Default report path: `docs/ferpa-audit-<YYYY-MM-DD>.md` (UTC date).

## Regulatory knowledge (load-bearing)

**Every finding MUST cite** a section from `references/regulatory-citations.md` in this skill folder. Do not invent citations. If nothing fits, lower severity to **Note** and still pick the closest hook, or omit the finding.

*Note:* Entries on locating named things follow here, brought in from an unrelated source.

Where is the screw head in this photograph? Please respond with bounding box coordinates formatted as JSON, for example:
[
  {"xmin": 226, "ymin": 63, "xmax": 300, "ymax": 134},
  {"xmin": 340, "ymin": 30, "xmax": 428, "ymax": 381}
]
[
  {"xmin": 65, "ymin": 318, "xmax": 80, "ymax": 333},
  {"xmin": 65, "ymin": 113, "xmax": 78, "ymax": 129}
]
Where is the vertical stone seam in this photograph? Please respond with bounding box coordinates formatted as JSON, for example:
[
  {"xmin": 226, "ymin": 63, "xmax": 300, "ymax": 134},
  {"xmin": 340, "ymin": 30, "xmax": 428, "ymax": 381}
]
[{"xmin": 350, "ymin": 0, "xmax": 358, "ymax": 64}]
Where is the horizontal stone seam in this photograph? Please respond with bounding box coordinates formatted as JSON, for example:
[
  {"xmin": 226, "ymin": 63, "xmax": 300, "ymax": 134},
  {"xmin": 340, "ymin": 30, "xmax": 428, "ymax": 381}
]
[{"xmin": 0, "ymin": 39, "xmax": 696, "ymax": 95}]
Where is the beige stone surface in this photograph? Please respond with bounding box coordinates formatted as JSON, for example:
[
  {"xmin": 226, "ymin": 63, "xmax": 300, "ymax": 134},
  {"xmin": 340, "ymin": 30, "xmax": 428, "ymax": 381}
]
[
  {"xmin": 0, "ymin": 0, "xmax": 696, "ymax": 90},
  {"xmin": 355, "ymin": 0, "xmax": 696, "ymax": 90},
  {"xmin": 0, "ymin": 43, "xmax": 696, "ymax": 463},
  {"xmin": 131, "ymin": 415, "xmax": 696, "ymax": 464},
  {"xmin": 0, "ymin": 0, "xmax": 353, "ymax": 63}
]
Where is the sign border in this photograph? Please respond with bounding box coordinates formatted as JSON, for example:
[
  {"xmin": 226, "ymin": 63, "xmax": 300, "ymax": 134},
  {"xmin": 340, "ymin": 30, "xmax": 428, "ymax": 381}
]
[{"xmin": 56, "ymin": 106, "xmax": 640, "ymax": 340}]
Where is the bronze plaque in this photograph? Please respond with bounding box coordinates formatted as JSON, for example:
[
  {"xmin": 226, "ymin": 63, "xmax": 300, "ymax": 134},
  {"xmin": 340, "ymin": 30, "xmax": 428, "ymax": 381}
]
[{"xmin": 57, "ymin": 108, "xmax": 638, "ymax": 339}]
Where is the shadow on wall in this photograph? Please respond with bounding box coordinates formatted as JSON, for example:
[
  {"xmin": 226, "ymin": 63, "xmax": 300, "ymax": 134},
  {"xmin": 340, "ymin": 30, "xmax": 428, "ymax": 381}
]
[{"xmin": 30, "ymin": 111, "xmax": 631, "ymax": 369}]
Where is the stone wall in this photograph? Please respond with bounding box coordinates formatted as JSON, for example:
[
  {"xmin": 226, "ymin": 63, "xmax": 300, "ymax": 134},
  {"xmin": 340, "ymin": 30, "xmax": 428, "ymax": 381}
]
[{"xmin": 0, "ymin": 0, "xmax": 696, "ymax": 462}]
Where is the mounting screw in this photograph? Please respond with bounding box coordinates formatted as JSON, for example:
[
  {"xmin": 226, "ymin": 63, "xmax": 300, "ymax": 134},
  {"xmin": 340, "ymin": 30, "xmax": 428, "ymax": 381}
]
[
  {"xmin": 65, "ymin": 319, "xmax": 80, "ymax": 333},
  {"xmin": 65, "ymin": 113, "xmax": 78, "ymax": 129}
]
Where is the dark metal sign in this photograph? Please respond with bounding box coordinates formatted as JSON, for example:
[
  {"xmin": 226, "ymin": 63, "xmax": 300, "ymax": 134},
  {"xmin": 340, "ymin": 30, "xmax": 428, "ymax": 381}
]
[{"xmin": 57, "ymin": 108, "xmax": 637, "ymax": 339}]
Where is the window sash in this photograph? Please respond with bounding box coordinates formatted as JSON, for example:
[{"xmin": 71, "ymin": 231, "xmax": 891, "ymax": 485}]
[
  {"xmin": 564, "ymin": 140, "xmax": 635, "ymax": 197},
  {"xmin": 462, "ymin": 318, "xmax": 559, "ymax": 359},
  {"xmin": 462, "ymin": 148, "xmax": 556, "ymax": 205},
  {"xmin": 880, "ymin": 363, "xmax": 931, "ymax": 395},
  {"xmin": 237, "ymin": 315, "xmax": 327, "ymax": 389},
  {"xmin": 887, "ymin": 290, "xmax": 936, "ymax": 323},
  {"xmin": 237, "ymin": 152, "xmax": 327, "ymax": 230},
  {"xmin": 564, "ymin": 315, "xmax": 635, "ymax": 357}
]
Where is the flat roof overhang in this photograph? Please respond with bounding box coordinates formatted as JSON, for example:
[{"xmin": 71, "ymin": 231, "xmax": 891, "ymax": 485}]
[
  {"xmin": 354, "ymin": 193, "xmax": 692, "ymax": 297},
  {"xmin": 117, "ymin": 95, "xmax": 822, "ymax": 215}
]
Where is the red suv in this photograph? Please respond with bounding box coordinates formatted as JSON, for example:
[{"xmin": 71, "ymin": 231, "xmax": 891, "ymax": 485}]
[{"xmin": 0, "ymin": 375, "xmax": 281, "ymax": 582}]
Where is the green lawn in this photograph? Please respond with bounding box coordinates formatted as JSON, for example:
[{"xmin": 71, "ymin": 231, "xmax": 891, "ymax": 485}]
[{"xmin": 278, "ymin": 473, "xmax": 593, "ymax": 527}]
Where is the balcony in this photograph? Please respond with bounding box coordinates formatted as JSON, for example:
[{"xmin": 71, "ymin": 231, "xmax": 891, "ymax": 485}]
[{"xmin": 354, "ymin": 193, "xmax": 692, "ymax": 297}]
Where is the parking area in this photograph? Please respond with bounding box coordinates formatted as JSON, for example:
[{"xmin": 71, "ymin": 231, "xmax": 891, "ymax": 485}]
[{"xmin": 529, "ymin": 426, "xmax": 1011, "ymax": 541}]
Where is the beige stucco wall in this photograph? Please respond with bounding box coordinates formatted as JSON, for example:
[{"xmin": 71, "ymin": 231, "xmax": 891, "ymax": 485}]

**Why this matters:** Generic “PII scanners” flag strings; FERPA audits explain **whether education records or PII could be disclosed** without a valid basis (e.g. consent, school-official/legitimate educational interest, permitted vendor relationship, statistical de-identification). The citation anchors the narrative for procurement and legal review.

### Severity rubric

| Level | Meaning | Typical examples |
|-------|---------|------------------|
| **Critical** | Plausible **uncontrolled disclosure** of identifiers or row-level education records to the wrong party, or bypass of documented safeguards. | Arbitrary SQL execution without FERPA column controls; student-level payloads to non-allowlisted external hosts when hardening is off; logging full query results client-side. |
| **Warning** | **Material gap** in access control, vendor boundary, or consistency with documented policy — exploitable or high residual risk but may depend on deployment flags or network posture. | API routes returning cohort/student analytics without role checks; optional external data API path; LLM receives result rows without institutional review of caps/redaction. |
| **Note** | **Transparency / policy alignment** issues, small-N disclosure risk, or technical debt that should be tracked with FERPA framing. | AI transparency inventory drift; schema metadata sent to vendors; planned audit-log coverage not yet implemented. |

Escalate **Critical → Warning** when the issue is **fully mitigated by documented production configuration** (e.g. `FORCE_DIRECT_DB=true`) but the **unsafe path still exists in code** — frame as “residual risk if misconfigured.”

## Layers

### Layer A — Static codebase audit (`scripts/static-audit.ts`)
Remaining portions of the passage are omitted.